SARATR-X: Towards Building A Foundation Model for SAR Target Recognition

Weijie Li (李玮杰), Wei Yang (杨威), Yuenan Hou (侯跃南), Li Liu (刘丽), Yongxiang Liu (刘永祥), and Xiang Li (黎湘)

📖 Introduction | ⚙️ Pre-training | 📊 Classification | 🎯 Detection | 📜 Statement

📖 Introduction

This is the official repository for the paper “SARATR-X: Towards Building A Foundation Model for SAR Target Recognition”. If you find our work useful, please give us a star 🌟 on GitHub and cite our paper using the BibTeX format at the end.

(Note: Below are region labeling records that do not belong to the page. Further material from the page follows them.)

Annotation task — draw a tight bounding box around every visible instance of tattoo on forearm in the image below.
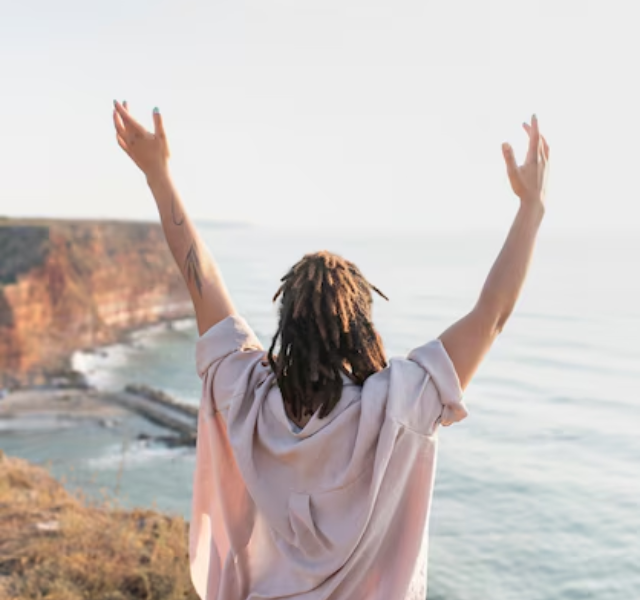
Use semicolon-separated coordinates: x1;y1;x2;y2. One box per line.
184;243;202;298
171;196;184;225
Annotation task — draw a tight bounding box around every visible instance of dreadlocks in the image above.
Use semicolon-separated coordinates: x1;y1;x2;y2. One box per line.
268;251;388;419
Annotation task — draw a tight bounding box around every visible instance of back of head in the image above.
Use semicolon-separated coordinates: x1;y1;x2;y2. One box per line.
269;251;387;419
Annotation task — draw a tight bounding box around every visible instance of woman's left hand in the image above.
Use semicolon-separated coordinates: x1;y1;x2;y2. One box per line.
113;100;170;179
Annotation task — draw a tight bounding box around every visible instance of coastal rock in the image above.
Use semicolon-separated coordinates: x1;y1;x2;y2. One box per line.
0;219;192;388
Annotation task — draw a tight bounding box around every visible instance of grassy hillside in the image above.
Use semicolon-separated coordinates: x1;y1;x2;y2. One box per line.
0;451;197;600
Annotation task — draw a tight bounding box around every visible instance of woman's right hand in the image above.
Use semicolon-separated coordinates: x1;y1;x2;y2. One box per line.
113;100;169;180
502;115;549;205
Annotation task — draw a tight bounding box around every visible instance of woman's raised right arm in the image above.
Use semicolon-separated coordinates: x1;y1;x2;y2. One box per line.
439;115;549;389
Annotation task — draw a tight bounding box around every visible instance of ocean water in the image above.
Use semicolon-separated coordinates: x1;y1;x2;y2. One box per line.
0;227;640;600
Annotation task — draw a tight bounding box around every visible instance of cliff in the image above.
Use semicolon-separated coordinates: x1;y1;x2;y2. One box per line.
0;219;192;387
0;450;198;600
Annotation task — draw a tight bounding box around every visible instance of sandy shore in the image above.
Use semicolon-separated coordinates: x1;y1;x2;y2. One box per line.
0;389;130;431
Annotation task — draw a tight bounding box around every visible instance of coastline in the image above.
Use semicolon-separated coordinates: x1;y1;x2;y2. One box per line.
0;317;197;446
0;387;129;431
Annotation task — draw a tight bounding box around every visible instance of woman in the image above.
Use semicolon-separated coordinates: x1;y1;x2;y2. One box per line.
114;102;549;600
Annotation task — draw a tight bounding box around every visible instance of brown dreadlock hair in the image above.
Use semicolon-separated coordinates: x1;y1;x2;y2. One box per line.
268;250;388;419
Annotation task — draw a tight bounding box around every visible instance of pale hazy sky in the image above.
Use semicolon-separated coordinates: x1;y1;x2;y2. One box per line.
0;0;640;229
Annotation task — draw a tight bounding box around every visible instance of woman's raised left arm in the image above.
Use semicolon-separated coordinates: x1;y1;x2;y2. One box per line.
113;101;235;335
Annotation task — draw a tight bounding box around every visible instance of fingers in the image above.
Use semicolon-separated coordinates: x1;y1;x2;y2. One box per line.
113;109;126;138
525;115;540;163
153;106;167;141
116;134;131;156
113;100;146;134
522;123;549;160
502;143;518;185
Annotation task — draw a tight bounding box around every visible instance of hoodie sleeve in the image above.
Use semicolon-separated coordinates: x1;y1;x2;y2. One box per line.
389;340;467;435
196;315;265;415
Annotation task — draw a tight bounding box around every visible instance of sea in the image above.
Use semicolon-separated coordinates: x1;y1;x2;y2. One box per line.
0;224;640;600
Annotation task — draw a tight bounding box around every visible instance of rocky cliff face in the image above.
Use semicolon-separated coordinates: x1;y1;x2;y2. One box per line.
0;220;192;387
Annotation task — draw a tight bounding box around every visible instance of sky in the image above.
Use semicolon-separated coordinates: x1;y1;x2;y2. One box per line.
0;0;640;232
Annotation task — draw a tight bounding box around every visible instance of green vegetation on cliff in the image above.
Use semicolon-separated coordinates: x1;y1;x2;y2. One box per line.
0;451;197;600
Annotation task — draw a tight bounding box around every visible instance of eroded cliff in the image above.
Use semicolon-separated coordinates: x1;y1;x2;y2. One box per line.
0;219;192;387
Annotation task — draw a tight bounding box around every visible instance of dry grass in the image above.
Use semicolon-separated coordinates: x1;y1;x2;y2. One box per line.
0;451;197;600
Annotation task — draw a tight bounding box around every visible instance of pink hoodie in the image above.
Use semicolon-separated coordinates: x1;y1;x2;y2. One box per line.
190;316;467;600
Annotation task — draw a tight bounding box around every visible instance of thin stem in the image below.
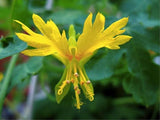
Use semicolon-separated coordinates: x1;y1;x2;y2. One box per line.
10;0;16;34
21;75;38;120
0;54;18;118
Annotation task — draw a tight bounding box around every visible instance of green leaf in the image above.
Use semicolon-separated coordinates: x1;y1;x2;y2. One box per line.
0;36;27;59
123;43;159;106
86;49;125;80
10;57;43;88
55;68;71;103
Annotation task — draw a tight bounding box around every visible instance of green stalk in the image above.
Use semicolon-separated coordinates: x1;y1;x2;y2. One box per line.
0;54;18;118
9;0;16;35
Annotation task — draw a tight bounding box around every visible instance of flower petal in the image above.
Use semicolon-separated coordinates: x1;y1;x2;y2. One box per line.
77;13;105;56
16;33;52;48
76;13;131;58
105;35;132;49
22;47;55;56
14;20;35;35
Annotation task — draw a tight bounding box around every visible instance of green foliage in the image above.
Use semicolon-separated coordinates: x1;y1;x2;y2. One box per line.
0;0;160;119
0;36;27;59
10;57;43;89
55;69;71;103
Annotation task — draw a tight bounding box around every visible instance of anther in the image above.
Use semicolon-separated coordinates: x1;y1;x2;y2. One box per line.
86;80;91;84
74;86;78;90
89;96;94;101
58;89;63;95
74;73;79;77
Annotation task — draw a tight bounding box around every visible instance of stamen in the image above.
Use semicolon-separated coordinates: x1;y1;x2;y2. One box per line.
84;84;94;101
75;89;83;109
71;79;74;83
58;80;68;95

这里是论文 “SARATR-X: Towards Building A Foundation Model for SAR Target Recognition (SARATR-X：迈向SAR目标识别基础模型)” 的代码库。如果您觉得我们的工作有价值，请在 GitHub 上给我们一个星星 🌟，并按页面最后的 BibTeX 格式引用我们的论文。

You can contact us to obtain these datasets and weights by email: [email protected].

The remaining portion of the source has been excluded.